Eleven proposals will be voted on at Ford’s annual shareholder meeting May 8 at the Hotel du Pont in Wilmington, Del.
Of the 11 proposals, seven were proposed by Ford shareholders, according to the company’s annual proxy statement filed Monday with the Securities and Exchange Commission. Here are highlights of shareholder proposals up for vote:
Shareholder activist and corporate gadfly Evelyn Davis backed a proposal to curb the issue of stock options to senior executives and halt any new renewal or repricing of current options, unless a current contract allows it.
“Stock options have gotten out of hand in recent years,” Davis wrote in the proxy statement. She also wrote that executives may be rewarded with actual stock rather than options, and investment scandals show how analysts can manipulate earnings estimates and stock value.
Board suggests no
The board of directors wrote that Ford would not benefit from the proposal’s passage, nor would the shareholders.

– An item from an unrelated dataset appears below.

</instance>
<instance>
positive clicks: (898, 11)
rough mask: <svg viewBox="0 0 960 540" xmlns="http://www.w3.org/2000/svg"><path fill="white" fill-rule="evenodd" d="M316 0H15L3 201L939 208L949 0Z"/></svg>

The board recommended a “no” vote.
William Thrower wants to limit compensation to Ford’s senior executives to $10,000 a week until the company is profitable for five consecutive years. The $10,000 a week would take into account all fringe benefits given to executives, which Thrower wants limited to only those given to all Ford employees.
Thrower cited Ford’s $14.3 billion cumulative loss from 2001-06, and the 70 percent plunge in the company’s stock price during the same time.
The board recommended a “no” vote, citing intense competition for executive talent that warrants generous compensation and additional fringe benefits.
John Chevedden wants shareholders to approve a policy of one vote per share. This would mean asking the Ford family to give up the 16 votes per share they have under current stock arrangements.
Similar efforts to reduce the Ford family’s voting power have failed in the past.
“This dual-class voting stock reduces accountability by allowing corporate control to be retained by insiders disproportionately to their money at risk,” Chevedden wrote in the filing.
The board recommended a “no” vote, noting the Ford family’s history and close involvement with the company.
“Through their actions over the past century, the Ford family has proven that the long-term success of the company for the benefit of all shareholders has been, and continues to be, the primary purpose of their involvement.”
The same measure failed last year, with 27.4 percent of shareholders voting in favor of the proposal.